Ironically, it's the dry weather of Dunhuang in Northwest China's Gansu Province that has been threatening frescoes and statues in the world heritage Dunhuang Mogao Caves.


Compounding the matter is the constant flow of visitors, both from home and abroad. And if immediate measures are not taken, the treasure, which has high archeological, cultural and artistic value, could be damaged beyond repair in another 50 years.


But that is something the local government and residents won't allow to happen. They have taken steps to save the more than one-and-a-half millennium old frescoes by fighting desertification and restricting the number of visitors.


Artisans began working on the caves in the Mingsha Mountain in AD 366, or 1,641 years ago.


The more than 3,000 Buddha statues and the frescoes that together can add up to 30 kilometers are a treasure trove for archeologists and art historians. UNESCO listed the Dunhuang Mogao Grottoes as a world heritage site in 1987.


The people, no doubt, have spread their fame farther and wider, but they unwittingly began damaging them, too.
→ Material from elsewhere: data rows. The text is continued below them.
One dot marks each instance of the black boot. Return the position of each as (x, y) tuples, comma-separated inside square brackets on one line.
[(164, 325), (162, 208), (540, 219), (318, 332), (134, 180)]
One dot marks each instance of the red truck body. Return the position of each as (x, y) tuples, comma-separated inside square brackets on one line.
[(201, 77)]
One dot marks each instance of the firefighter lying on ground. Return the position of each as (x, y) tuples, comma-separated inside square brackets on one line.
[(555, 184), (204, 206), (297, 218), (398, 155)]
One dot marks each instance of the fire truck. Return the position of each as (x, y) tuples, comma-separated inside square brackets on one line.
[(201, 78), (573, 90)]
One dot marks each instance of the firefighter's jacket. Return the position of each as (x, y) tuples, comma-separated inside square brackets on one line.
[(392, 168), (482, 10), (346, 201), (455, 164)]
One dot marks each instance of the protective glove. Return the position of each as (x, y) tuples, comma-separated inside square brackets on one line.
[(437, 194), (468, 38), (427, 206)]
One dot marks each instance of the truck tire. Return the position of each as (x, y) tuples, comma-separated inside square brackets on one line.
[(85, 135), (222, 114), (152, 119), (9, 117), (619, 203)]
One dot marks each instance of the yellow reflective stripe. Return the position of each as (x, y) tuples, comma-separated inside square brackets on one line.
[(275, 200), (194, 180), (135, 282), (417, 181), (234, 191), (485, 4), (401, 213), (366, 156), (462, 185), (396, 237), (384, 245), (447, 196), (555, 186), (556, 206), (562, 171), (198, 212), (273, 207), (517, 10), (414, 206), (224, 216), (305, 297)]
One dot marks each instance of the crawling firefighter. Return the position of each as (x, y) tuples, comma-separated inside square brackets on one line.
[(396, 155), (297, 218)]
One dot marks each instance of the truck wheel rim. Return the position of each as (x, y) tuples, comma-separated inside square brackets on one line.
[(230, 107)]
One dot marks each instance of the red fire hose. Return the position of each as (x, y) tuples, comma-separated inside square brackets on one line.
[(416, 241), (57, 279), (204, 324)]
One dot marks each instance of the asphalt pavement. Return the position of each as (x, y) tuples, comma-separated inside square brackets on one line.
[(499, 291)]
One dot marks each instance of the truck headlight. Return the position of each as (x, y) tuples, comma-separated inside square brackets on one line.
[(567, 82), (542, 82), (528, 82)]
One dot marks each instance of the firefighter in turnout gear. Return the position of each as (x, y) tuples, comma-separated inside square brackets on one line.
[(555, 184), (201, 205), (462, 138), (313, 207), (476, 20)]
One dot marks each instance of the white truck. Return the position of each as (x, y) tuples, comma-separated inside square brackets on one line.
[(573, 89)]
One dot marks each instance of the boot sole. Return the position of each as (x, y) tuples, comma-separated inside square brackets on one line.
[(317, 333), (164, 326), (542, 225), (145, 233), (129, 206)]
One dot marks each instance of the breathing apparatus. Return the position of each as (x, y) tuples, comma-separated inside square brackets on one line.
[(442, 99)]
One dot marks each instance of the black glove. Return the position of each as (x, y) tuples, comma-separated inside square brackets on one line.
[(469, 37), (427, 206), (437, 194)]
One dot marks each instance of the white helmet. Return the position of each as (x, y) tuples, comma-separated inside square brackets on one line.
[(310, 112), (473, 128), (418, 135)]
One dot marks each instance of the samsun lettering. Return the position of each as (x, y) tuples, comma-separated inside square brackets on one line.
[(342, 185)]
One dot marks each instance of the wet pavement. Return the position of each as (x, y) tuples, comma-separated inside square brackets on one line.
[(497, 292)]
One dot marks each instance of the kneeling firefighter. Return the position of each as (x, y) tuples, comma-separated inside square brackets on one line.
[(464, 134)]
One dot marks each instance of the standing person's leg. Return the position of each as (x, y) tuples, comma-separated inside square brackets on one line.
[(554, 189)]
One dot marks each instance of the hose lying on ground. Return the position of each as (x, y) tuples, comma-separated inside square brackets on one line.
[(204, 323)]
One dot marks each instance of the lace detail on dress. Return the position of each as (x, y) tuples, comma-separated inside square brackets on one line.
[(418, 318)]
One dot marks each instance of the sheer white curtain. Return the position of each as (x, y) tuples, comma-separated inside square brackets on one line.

Add to that increased farming and grazing and sudden urban expansion and you have a recipe for disaster at least for fragile heritage sites like the caves.


Irrigation, grazing and urbanization depleted the underground water reserve. Diversion of water sources for irrigation and everyday use created a shortage above ground. The result: drier weather and intensified desertification.


To reverse the situation, the authorities and the people are taking measures to improve the environment and control the number of visitors.


This is an apt example of people not only being worried over an impending disaster, but also taking the lead to prevent it, according to the Dunhuang Relics Protection Research Institute.


"To check desertification, we will take steps to save the limited water resource and divert water from other places," said Bao Donghong, Party leader of Dunhuang.


Water-saving farming technology has been introduced in villages near the grottoes, a move that could save 50 percent water for irrigation.